The Idea

Arkoun says that the concepts of communities in the Qur’an are not understood as fixed, ready-made givens, but rather as concepts that were historically formed. That is, their emergence, functions, and meanings were tied to shifting contexts, not to a single final form. This makes an ethical or social reading of the text dependent on understanding the history of the concept’s formation and how it operated within the reality in which it emerged.

Concise Formulation

Qur’anic communities: are built historically through ethical functions

Its Place in the Book’s Argument

This claim occupies an important place in the book’s argument because it supports the idea that the Qur’anic text cannot be read outside its history. The book aims to move the gaze from direct interpretation to examining how meanings arise within historical experience. Therefore, the claim that concepts are historical aligns with the broader project that links reading to context rather than abstraction.

Why It Matters

The importance of this claim lies in that it reduces the tendency to treat Qur’anic concepts as static formulas without history.
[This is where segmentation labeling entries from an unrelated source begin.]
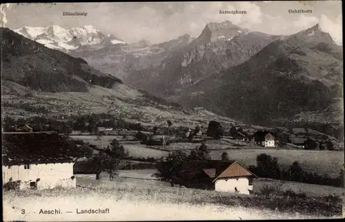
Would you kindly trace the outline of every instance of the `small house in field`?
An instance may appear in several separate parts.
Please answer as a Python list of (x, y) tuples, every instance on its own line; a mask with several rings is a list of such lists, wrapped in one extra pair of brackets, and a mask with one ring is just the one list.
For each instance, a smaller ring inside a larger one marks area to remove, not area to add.
[(270, 133), (265, 135), (265, 147), (275, 147), (275, 136)]
[[(12, 134), (15, 136), (11, 136)], [(47, 133), (3, 133), (3, 185), (17, 182), (20, 189), (75, 187), (72, 158), (59, 155), (56, 147), (42, 147), (39, 142), (36, 147), (35, 142), (41, 138), (37, 134)], [(41, 139), (59, 142), (54, 140), (58, 136), (56, 133)]]
[(258, 145), (265, 147), (275, 147), (276, 135), (271, 131), (258, 131), (253, 137)]
[(17, 129), (15, 129), (15, 131), (17, 132), (32, 132), (32, 128), (26, 124), (23, 127), (17, 127)]
[(251, 192), (253, 179), (257, 178), (236, 160), (192, 160), (182, 172), (190, 187), (244, 194)]
[(149, 140), (150, 138), (153, 135), (152, 132), (146, 132), (146, 131), (138, 131), (135, 133), (135, 137), (140, 141)]

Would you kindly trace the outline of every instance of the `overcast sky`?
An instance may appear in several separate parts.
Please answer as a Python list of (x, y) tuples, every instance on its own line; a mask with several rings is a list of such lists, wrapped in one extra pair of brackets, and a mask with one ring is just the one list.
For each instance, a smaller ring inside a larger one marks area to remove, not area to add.
[[(289, 9), (311, 10), (291, 14)], [(219, 10), (246, 10), (246, 15), (219, 15)], [(63, 12), (85, 12), (84, 17), (63, 17)], [(200, 35), (211, 21), (229, 20), (242, 28), (271, 35), (288, 35), (319, 23), (335, 42), (342, 42), (339, 1), (251, 2), (150, 2), (1, 4), (1, 26), (16, 29), (58, 25), (93, 25), (128, 43), (147, 39), (152, 44), (188, 33)]]

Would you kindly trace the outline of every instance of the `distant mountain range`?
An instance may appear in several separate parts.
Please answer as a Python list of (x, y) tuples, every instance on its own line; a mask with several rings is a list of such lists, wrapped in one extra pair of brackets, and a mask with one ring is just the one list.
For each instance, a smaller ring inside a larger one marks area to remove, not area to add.
[(185, 106), (260, 124), (342, 121), (342, 46), (318, 24), (275, 36), (228, 21), (209, 23), (197, 38), (186, 34), (157, 44), (127, 44), (90, 26), (25, 29), (17, 32), (42, 43), (49, 37), (54, 46), (57, 46), (103, 75)]
[(204, 109), (181, 106), (135, 90), (115, 76), (103, 73), (81, 58), (0, 28), (1, 113), (26, 119), (30, 116), (108, 113), (124, 122), (176, 127), (207, 126), (210, 120), (224, 126), (238, 124)]
[(42, 44), (48, 48), (64, 52), (75, 50), (82, 46), (91, 48), (100, 48), (110, 45), (126, 44), (112, 35), (103, 34), (92, 26), (69, 29), (59, 26), (25, 26), (14, 30), (14, 32)]
[(90, 84), (112, 88), (122, 83), (83, 59), (46, 48), (8, 28), (0, 30), (1, 80), (47, 92), (87, 91)]
[(136, 61), (127, 66), (124, 81), (133, 87), (167, 98), (244, 62), (277, 37), (250, 32), (228, 21), (210, 23), (197, 38), (179, 50), (166, 50), (142, 58), (144, 62)]
[(277, 118), (293, 120), (295, 115), (326, 111), (331, 105), (334, 110), (335, 104), (339, 120), (342, 70), (342, 47), (317, 24), (279, 37), (245, 62), (170, 99), (262, 124)]

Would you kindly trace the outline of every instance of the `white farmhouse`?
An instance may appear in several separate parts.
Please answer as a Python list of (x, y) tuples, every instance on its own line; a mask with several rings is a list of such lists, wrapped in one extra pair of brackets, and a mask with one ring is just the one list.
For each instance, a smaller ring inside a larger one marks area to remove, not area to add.
[(275, 137), (270, 133), (265, 136), (265, 147), (275, 147)]
[[(59, 147), (43, 146), (41, 136), (45, 133), (3, 134), (3, 185), (17, 181), (20, 189), (76, 186), (72, 158), (61, 154)], [(46, 138), (52, 143), (60, 142), (55, 140), (57, 133), (48, 134), (50, 137)]]
[(215, 191), (249, 194), (253, 190), (253, 178), (257, 177), (237, 161), (234, 161), (216, 178)]
[(73, 163), (70, 159), (56, 161), (26, 161), (5, 163), (2, 166), (3, 185), (20, 182), (20, 188), (46, 189), (56, 187), (75, 187)]
[(254, 174), (236, 160), (188, 161), (183, 174), (200, 189), (249, 194), (253, 191)]

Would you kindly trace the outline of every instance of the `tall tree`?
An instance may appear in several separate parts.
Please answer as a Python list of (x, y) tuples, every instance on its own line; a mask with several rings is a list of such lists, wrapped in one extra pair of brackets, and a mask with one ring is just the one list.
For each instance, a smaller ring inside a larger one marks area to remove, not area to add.
[(183, 181), (182, 166), (187, 160), (187, 156), (182, 151), (174, 151), (166, 158), (161, 159), (157, 165), (157, 172), (154, 175), (170, 183), (174, 187), (175, 183)]
[(210, 121), (206, 132), (208, 136), (211, 136), (216, 140), (219, 140), (221, 138), (221, 136), (223, 136), (223, 127), (219, 122), (213, 120)]
[(115, 176), (116, 175), (120, 160), (128, 158), (129, 155), (128, 152), (125, 150), (124, 146), (120, 145), (119, 141), (116, 139), (112, 140), (110, 145), (108, 146), (104, 151), (112, 158), (112, 160), (110, 160), (112, 166), (114, 166), (115, 168), (112, 171), (110, 170), (108, 172), (111, 181), (112, 176)]
[(170, 136), (170, 127), (172, 125), (172, 122), (170, 120), (167, 120), (166, 123), (168, 124), (168, 133)]
[(193, 149), (190, 151), (190, 154), (188, 156), (190, 160), (210, 160), (210, 151), (207, 149), (205, 143), (201, 143), (200, 147)]

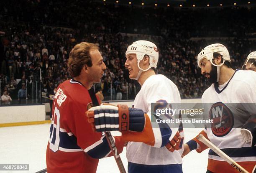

This helps enable a more cautious and responsible reading that distinguishes between the meaning of the concept in its original context and its later uses. It also shows that Arkoun connects ethical understanding to understanding historical formation.

Brief Evidence Passage

”The concepts of communities in the Qur’an are historically constructed.” This passage makes clear that the concepts of communities are not fixed or final givens, but rather were formed within changing historical contexts. Their reading is therefore tied to understanding their ethical and social functions in their own time.

Reading Questions

  • What does understanding history add to reading the concepts of communities in the Qur’an?
  • How does this claim change the way the Qur’anic concept is handled in the present?

Documentation Level

High: the claim appears in a clear location in the book’s material.